R2 opens a new window in your browser (Figure 4). In darker green the genes that have a positive correlation with CTNNB1 and in red those having a negative correlation. Hovering over the genes with the mouse pointer presents additional information; some of the gene-boxes represent multiple genes: Figure 5 Although not in this example, it may happen that multiple genes within a box show both positive, as well a s negative correlations. In such case the box is proportionally filled with red and green.
The result however, is not quite convincing, apparently CTNNB1 expression does not correlate with pathways. We’re going to try it the other way around; which pathways correlate with a catenin mutation
Return to list view (still open in another tab of your browser) and go to the R2 main page by clicking the link in the upper left corner of the screen.
9.5. Step 4: Finding pathways relevant in groups of genes¶
In field 3 on the R2 start page select ‘KEGG PathwayFinder by Groups’;
9.6. Step 5: Relating to data annotation¶
This set of tumors is annotated with several clinical and molecular biology parameters in so called tracks. One of them is the presence of a beta catenin mutation; bcat mutation. Select this; Figure 7. Pathway_Select
9.7. Step 6: Determining differentially expressed pathways¶
R2 calculates for all genes in the KEGG pathways whether they are differentially expressed between the groups of tumors having a mutation and those that do not have one. In a subsequent calculation the overrepresentation of these genes in the individual pathways is determined. From the resulting list it is obvious that the Wnt pathway has a strong overrepresentation of genes that are differentially expressed between the two groups.

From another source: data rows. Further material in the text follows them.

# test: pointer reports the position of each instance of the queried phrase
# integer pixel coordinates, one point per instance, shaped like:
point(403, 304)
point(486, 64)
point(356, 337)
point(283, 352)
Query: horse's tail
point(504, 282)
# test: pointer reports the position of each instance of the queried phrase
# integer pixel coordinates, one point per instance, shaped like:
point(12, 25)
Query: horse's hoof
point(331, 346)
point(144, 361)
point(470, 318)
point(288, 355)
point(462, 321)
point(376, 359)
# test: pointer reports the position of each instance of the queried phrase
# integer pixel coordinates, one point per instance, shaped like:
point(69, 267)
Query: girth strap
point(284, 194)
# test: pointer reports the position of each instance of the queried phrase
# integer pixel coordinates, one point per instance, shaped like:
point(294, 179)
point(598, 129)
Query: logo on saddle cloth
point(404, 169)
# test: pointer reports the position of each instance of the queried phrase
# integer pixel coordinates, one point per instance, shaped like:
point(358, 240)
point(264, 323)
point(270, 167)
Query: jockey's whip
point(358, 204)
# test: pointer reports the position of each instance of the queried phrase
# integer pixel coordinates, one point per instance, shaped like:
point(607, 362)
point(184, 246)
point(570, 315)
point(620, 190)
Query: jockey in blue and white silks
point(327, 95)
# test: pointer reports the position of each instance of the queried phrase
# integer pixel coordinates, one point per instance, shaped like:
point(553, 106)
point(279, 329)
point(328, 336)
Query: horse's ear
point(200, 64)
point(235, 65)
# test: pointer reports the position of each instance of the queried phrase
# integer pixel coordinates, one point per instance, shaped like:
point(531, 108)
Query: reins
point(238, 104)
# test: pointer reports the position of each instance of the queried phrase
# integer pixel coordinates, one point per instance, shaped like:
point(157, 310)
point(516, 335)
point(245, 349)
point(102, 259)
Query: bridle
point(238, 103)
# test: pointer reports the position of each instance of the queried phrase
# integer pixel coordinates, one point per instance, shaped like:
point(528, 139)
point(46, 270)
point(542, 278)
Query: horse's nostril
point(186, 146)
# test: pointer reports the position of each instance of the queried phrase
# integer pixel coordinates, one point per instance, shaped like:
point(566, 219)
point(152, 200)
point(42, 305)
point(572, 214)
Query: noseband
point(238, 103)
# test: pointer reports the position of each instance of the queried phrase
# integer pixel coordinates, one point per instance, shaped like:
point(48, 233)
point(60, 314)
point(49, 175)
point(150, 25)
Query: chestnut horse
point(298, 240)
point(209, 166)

Click on the R link to let R2 create a list of these genes.
9.8. Step 7: Verifying a pathway¶
A list of hyperlinked genes is returned, sort them by descending R-value by clicking on the R-column-header twice;
Each gene-symbol is hyperlinked to a graph representing the specific results; click the top gene in the list: AXIN2.
9.9. Step 8: Correlating with the expression of a gene¶
The graph shows an excellent correlation of the expression of the Wnt pathway gene AXIN2 with tumors having a Beta Catenin mutation. The same goes for a significantly overrepresented set of genes in this pathway. This specific group of tumors is also known as the Wnt-subtype in the Medulloblastoma field.
9.10. Final remarks / future directions¶
We hope that this tutorial has been helpful, the R2 support team.